Tags: aws, security, network
TABLE OF CONTENTS
- Overview
- Initial setup
- Create Kublr Kubernetes Cluster in the private WAN
- Reference and additional information
- Appendix I: Private WAN with Transit Gateway and OpenVPN
Overview
It is often a requirement for a global company to build and operate a distributed IT infrastructure to enable geographically distributed teams and IT components to stay connected and operate as a single entity across a Wide Area Network (WAN) in a secure, reliable and easy to manage way.
Even smaller and more localized businesses can benefit from IT infrastructure distributed across different regions, clouds and data centers for a multitude of reasons - from reliability, high availability, backup and disaster recovery, to security, and latency and performance optimization.
Cloud providers provide technical solutions enabling such distributed network architectures for a long time, and AWS is no exception with services ranging from AWS VPC Peering to AWS Transit Gateway.
AWS Transit Gateway is arguable one of the most flexible tools for building an enterprise WAN.
AWS Transit Gateway is essentially a software defined distributed routing solution that allows to securily and reliably connect Amazon VPCs, Site-to-Site VPN connections, and Direct Connect Gateways within single region as well as across regions (with recently introduced inter-region peering).
This article describes how Kublr and AWS Transit Gateway can be used to setup a distributed in which Kublr provisions and manages Kubernetes clusters can communicate that are automatically connected to a global private WAN implemented via AWS Transit Gateway.
Initial setup
For this article, as an example, we assume that the company is building a WAN architecture with AWS Transit Gateway using the approach with centralized outbound routing to the internet.
We assume that the enterprise IT manages the global WAN architecture and components and have already provided the following elements of an enterprise global WAN:
- AWS Transit Gateway, or multiple Transit Gateways in different regions with gateway peering established for inter-region connectivity
- Subnet address ranges for various purposes, from which address ranges are assigned for individual VPCs.
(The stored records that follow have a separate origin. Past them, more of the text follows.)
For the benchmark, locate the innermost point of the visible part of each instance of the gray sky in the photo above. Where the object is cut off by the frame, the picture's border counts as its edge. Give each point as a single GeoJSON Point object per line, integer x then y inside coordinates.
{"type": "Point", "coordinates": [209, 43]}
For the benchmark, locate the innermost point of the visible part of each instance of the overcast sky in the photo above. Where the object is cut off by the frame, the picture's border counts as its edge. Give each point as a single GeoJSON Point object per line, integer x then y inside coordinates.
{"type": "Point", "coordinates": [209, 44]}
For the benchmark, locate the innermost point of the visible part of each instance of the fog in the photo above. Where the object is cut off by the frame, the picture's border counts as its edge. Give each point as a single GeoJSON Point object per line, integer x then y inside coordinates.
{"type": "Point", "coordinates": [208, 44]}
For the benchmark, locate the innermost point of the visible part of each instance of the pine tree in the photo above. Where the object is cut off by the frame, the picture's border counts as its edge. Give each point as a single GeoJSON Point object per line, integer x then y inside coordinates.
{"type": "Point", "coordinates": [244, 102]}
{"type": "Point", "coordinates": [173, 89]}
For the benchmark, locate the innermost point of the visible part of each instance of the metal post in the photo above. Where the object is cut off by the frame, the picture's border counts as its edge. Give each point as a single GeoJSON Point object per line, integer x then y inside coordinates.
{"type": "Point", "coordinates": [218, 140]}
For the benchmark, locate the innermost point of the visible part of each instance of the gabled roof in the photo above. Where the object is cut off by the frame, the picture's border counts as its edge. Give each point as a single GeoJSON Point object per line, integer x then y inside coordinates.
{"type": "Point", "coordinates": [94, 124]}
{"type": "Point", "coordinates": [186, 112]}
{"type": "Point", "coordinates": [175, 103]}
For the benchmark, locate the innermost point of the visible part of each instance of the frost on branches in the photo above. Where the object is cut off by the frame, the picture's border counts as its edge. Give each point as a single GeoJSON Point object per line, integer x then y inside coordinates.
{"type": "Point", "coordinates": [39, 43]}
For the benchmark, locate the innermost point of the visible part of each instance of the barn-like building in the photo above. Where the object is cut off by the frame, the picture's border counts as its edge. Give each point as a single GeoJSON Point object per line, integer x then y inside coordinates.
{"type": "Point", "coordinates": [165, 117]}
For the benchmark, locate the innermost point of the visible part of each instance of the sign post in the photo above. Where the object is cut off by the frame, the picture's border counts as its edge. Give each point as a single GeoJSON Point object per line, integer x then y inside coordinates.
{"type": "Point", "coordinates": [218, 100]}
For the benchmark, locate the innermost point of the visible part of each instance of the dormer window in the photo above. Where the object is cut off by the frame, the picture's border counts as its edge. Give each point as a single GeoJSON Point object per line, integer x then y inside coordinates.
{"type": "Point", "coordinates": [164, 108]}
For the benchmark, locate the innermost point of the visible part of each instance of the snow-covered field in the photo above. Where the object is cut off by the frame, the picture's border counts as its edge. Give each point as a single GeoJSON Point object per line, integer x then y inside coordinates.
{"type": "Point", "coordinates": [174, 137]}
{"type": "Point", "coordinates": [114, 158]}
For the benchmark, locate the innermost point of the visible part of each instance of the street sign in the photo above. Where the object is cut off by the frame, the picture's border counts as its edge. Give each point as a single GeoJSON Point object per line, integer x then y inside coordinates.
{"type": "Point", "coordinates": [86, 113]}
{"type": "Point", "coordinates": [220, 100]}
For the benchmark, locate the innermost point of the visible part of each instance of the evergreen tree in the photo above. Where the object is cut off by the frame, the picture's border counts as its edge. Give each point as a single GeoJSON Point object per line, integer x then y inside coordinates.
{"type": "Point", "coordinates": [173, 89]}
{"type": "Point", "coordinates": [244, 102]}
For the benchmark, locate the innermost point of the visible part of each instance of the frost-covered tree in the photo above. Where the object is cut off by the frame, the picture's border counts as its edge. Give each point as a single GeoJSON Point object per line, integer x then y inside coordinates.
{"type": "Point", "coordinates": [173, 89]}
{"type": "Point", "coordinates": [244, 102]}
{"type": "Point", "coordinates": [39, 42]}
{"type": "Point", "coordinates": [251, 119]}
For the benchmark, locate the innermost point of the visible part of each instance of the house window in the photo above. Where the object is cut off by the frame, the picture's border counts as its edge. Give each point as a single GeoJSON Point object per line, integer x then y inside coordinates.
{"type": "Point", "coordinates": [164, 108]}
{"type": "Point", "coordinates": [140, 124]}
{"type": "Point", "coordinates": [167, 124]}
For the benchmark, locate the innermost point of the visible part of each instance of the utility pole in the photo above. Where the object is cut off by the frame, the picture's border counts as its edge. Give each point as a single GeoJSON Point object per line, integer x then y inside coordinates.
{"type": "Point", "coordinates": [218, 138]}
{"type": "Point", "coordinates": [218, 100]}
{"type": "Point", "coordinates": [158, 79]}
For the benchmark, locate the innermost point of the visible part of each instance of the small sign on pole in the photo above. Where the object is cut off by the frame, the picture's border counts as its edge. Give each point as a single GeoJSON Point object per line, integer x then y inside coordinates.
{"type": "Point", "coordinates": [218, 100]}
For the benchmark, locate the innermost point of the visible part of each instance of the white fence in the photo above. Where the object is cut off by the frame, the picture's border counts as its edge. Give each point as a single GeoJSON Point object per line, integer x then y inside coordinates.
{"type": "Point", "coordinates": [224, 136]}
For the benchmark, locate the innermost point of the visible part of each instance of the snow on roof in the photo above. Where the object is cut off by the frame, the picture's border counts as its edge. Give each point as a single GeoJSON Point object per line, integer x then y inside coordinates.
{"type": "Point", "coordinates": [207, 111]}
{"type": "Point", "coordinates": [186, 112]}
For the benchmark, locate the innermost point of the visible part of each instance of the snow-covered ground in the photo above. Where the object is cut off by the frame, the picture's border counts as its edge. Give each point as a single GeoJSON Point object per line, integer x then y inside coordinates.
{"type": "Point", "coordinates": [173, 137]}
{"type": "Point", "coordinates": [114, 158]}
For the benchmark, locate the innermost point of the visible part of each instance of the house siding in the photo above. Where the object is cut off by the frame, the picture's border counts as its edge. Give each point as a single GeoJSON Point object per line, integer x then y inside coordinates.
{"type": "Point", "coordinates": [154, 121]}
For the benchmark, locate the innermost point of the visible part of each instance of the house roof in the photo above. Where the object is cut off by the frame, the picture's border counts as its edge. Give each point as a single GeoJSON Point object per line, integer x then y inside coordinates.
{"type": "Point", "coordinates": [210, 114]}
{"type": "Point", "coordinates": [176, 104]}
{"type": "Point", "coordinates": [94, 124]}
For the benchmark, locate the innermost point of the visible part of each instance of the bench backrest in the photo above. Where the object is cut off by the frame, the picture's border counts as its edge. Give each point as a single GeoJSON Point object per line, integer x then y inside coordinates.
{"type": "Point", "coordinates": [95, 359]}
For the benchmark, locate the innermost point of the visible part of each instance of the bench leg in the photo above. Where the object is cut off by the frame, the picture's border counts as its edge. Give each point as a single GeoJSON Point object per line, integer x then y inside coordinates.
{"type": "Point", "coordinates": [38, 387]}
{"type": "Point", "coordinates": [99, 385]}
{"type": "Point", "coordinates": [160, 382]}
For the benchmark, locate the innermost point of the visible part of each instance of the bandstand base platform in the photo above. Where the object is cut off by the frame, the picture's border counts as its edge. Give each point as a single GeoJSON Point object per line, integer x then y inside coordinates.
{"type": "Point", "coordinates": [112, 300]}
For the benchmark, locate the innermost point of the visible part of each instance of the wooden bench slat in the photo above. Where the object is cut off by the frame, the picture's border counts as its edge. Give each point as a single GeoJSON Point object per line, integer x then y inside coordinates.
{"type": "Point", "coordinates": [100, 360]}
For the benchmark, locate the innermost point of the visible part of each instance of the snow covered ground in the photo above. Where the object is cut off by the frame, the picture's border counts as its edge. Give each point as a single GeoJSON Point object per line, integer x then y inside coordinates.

For example, the enterprise IT team may pick 172.16.0.0/12 as their main private CIDR; then assign CIDRs 172.16.0.0/16 and 172.18.0.0/16 for VPCs in regions us-east-1 and us-west-2 correspondingly; and the CIDR 172.19.0.0/16 - for the east coast data center use.
- Outbound internet routing VPC in each region used to connect the WAN to the public network (if needed)
- Direct Connect Gateways or inbound VPN servers to allow used to connect to the private WAN.
See Appendix I for instructions on configuring a test environment like this to test Kublr deploying and managing Kubernetes clusters connected to the enterprise WAN.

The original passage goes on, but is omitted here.